On May 11, 2014, coincidentally Mother’s Day, Hernandez led a gang of eight, all members of Big Hazard, in a plan to firebomb apartments in the complex. 

They specifically targeted homes that were inhabited by African-Americans. Every gang member was assigned a specific role, and provided with a mask to conceal identity, and either a hammer or a lighter to carry out the attack.

They also took precautions to avoid being tracked by law enforcement, choosing a route that evaded CCTV cameras, and stashing their mobile phones before carrying out their action.

The attack was made all the more deadly by the fact that Hernandez armed himself with a semi-automatic handgun.

Once the attackers reached the pre-selected apartments, they broke windows using hammers so that the firebombs had un-obstructed access to the interiors of the homes.

Three of the four apartments into which lit Molotov cocktails were thrown were occupied by African American families.

In one instance, a mother who was sleeping with her infant baby on her chest at the time of the attack just managed to evade being hit by a firebomb, by rolling off the couch with her baby after hearing a window shatter.

All of the defendants involved in the incident were charged in 2016 and have since pleaded guilty to federal hate crime and related offenses.

They also admitted that they participated in the firebombing attacks because of the victims’ race and color and with the intent to force the victims to move away from the federally funded housing complex.

Prior to Hernandez’s sentencing, the others had already received their punishments. Jose Saucedo (aka “Lil Mo”) got 13 years, Josue Garibay (aka “Malo”) got 12 years, Jonathan Portillo (aka “Pelon”) got five years and three months, Francisco Farias (aka “Bones”) got three-and-a-half years, and Edwin Felix (aka “Boogie”) got seven years and eight months.

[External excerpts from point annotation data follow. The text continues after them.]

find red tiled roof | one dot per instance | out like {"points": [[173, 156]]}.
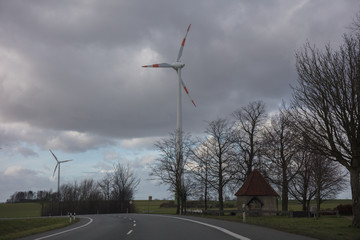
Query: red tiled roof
{"points": [[256, 185]]}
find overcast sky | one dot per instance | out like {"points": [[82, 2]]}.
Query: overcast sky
{"points": [[71, 77]]}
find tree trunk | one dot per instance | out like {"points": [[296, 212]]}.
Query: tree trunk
{"points": [[221, 199], [284, 191], [355, 190]]}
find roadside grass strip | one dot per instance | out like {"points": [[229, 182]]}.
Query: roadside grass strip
{"points": [[17, 228]]}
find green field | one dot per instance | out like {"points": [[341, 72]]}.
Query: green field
{"points": [[145, 206], [16, 228], [8, 210], [326, 227]]}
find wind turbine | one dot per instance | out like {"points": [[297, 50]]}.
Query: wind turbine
{"points": [[177, 66], [58, 165]]}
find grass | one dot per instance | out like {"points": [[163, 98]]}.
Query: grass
{"points": [[326, 227], [16, 228], [9, 210]]}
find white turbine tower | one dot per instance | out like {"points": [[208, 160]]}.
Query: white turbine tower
{"points": [[177, 66], [58, 166]]}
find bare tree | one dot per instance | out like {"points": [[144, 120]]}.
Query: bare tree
{"points": [[168, 169], [124, 184], [280, 151], [200, 168], [219, 146], [327, 100], [301, 186], [105, 186], [248, 125]]}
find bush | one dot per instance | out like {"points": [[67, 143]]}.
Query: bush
{"points": [[344, 209], [169, 204]]}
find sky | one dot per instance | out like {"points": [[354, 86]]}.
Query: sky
{"points": [[71, 78]]}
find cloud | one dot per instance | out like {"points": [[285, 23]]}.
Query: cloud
{"points": [[18, 171], [71, 76]]}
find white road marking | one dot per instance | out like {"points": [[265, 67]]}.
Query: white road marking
{"points": [[235, 235], [69, 230]]}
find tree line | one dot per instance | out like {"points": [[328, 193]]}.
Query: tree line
{"points": [[299, 149], [217, 164], [112, 194]]}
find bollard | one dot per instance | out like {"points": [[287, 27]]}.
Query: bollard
{"points": [[244, 214]]}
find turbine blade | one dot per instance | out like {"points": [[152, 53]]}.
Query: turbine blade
{"points": [[182, 45], [65, 161], [55, 168], [185, 88], [165, 65], [54, 155]]}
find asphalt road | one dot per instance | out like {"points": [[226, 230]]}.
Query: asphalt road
{"points": [[161, 227]]}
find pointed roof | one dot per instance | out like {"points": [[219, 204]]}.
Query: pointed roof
{"points": [[256, 185]]}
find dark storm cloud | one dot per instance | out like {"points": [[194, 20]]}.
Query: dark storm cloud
{"points": [[75, 66]]}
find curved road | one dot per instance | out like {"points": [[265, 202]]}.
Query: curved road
{"points": [[161, 227]]}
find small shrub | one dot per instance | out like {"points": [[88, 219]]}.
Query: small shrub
{"points": [[169, 204], [344, 209]]}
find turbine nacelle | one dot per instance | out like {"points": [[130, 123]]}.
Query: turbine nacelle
{"points": [[177, 65]]}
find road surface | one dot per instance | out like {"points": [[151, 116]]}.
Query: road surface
{"points": [[161, 227]]}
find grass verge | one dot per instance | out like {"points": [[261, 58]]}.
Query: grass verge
{"points": [[8, 210], [17, 228], [326, 227]]}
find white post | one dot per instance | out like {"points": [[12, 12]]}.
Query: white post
{"points": [[244, 214], [179, 135]]}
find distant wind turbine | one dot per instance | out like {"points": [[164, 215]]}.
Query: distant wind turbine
{"points": [[177, 66], [58, 165]]}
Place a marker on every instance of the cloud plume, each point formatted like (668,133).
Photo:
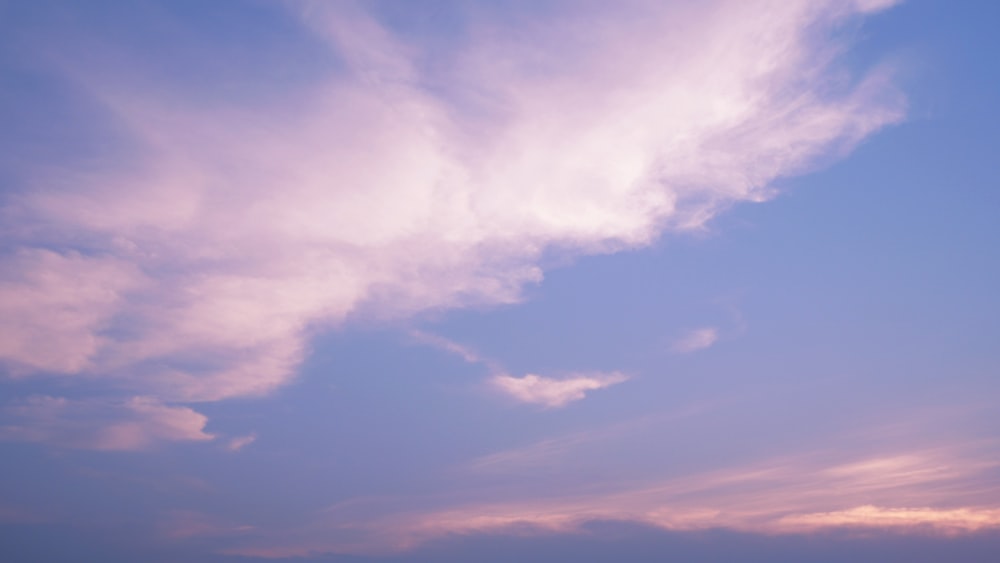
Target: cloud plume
(195,265)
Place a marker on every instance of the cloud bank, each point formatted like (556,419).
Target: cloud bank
(134,424)
(194,265)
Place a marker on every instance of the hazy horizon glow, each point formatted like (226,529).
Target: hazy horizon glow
(329,280)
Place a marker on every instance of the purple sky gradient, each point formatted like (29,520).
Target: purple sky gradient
(446,281)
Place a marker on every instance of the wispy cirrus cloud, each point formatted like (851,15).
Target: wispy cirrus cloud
(238,443)
(698,339)
(133,424)
(554,392)
(210,250)
(932,491)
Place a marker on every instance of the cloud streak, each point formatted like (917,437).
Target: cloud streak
(196,266)
(137,423)
(551,392)
(698,339)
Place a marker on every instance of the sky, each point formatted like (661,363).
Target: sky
(413,281)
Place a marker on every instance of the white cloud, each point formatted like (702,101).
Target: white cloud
(133,424)
(240,442)
(698,339)
(229,235)
(554,392)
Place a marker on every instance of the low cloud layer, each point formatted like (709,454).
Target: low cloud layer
(194,265)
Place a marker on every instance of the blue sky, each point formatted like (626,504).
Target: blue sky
(453,281)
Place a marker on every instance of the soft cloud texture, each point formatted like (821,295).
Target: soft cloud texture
(133,424)
(695,340)
(195,266)
(238,443)
(551,392)
(942,491)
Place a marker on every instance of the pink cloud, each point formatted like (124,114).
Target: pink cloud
(239,232)
(698,339)
(134,424)
(552,392)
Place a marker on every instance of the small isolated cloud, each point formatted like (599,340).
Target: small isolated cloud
(552,392)
(133,424)
(695,340)
(240,442)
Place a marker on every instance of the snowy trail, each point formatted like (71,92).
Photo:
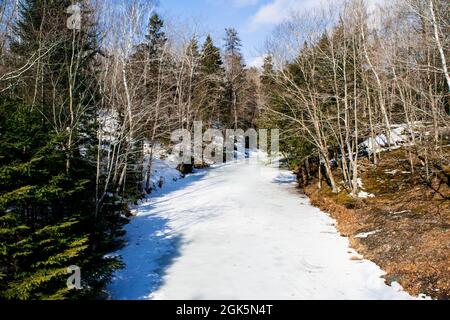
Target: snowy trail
(241,231)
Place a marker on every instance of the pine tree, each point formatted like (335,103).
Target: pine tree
(235,75)
(47,219)
(211,88)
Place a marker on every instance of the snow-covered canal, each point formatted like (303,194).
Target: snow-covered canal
(241,231)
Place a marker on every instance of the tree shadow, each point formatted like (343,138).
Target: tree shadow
(151,246)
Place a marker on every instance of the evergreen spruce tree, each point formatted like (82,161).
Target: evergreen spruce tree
(47,172)
(211,89)
(235,76)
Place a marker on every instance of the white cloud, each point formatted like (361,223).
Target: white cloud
(257,62)
(244,3)
(279,10)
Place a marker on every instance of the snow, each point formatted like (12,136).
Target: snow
(366,234)
(163,166)
(399,134)
(241,231)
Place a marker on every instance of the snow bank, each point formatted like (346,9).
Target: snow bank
(241,231)
(399,134)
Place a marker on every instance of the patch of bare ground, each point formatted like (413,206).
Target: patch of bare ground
(404,228)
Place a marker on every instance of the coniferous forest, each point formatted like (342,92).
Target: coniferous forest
(91,91)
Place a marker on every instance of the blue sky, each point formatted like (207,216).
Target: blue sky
(254,19)
(215,15)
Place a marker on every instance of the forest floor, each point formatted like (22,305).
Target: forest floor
(402,225)
(241,231)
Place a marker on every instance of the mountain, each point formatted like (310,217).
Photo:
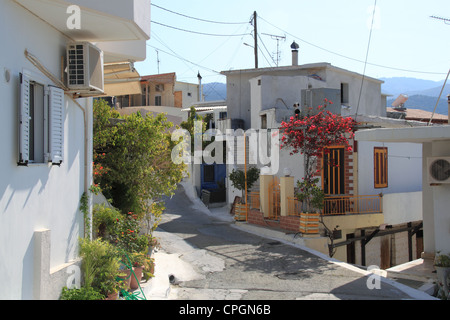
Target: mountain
(215,91)
(422,94)
(399,85)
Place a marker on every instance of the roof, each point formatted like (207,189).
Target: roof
(160,78)
(411,135)
(315,66)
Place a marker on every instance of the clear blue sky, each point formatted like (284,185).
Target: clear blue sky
(403,36)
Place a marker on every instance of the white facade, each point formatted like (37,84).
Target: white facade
(40,220)
(435,142)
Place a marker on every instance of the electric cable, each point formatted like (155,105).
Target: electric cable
(347,57)
(367,55)
(196,32)
(194,18)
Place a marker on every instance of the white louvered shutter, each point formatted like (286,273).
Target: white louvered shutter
(56,125)
(24,120)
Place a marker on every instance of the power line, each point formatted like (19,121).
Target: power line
(194,18)
(367,55)
(349,58)
(201,33)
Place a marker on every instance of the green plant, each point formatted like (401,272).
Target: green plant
(310,194)
(132,158)
(128,235)
(442,260)
(100,262)
(237,178)
(106,221)
(83,293)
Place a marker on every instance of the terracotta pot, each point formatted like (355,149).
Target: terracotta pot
(136,280)
(127,277)
(112,296)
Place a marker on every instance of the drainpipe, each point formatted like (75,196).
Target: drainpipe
(86,162)
(448,101)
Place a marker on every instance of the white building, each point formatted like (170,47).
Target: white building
(47,131)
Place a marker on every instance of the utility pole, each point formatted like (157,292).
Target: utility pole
(278,38)
(446,21)
(157,59)
(255,35)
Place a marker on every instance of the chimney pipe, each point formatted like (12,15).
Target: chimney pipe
(200,87)
(294,47)
(448,101)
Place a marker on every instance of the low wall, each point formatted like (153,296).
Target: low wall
(289,223)
(399,208)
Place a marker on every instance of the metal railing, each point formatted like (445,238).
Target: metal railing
(352,205)
(341,205)
(253,200)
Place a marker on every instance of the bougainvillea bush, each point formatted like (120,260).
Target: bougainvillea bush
(310,136)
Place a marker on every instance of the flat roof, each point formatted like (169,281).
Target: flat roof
(412,135)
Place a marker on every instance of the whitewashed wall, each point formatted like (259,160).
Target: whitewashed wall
(39,196)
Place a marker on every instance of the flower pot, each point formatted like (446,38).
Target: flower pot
(112,296)
(127,277)
(135,280)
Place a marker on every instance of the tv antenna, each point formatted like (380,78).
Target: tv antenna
(278,38)
(157,59)
(446,21)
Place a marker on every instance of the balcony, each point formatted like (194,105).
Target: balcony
(119,27)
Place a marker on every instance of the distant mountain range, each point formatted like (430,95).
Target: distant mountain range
(422,94)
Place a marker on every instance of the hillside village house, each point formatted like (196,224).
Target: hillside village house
(371,188)
(47,128)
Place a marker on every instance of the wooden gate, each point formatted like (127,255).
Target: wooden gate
(274,199)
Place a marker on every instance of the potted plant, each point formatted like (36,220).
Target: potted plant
(442,266)
(237,178)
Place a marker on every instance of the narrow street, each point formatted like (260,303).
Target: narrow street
(220,261)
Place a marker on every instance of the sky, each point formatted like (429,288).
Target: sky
(398,38)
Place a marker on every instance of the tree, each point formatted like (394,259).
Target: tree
(132,159)
(237,178)
(310,136)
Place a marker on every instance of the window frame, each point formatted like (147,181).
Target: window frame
(380,167)
(48,117)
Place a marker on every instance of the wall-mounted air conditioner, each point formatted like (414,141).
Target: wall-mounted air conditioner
(438,170)
(85,68)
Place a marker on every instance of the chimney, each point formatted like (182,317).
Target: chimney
(200,87)
(294,47)
(448,101)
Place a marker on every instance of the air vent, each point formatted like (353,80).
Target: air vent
(439,170)
(85,68)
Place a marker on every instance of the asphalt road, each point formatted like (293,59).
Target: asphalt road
(229,263)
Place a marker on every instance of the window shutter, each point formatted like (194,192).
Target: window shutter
(24,120)
(56,125)
(380,168)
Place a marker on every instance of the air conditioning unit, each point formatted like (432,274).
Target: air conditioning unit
(85,68)
(438,170)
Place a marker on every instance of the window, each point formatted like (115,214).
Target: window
(380,164)
(41,122)
(158,101)
(333,171)
(209,173)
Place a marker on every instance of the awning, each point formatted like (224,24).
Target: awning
(121,79)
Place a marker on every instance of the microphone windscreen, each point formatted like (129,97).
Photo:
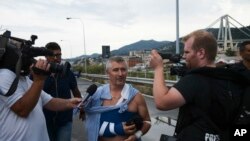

“The defendant planned, coordinated, and led these racially-motivated attacks that targeted vulnerable families, including grandparents and infants, while they were sleeping peacefully in their own homes,” said Principal Deputy Assistant Attorney General Pamela S. Karlan of the Justice Department’s Civil Rights Division, referring to Hernandez after his sentencing. “The Justice Department will continue to prioritize the prosecution of hate-fueled violence.”

The Big Hazard street gang was ordered to carry out the action by the Mexican Mafia prison gang, Hernandez claimed in court filings. Big Hazard, also known as Hazard Grande, is a Hispanic-American gang that originated in the Boyle Heights neighbourhood in Los Angeles. They dominated the Ramona Heights housing projects which were built during World War II. The gang is known to have s history of violence against African Americans.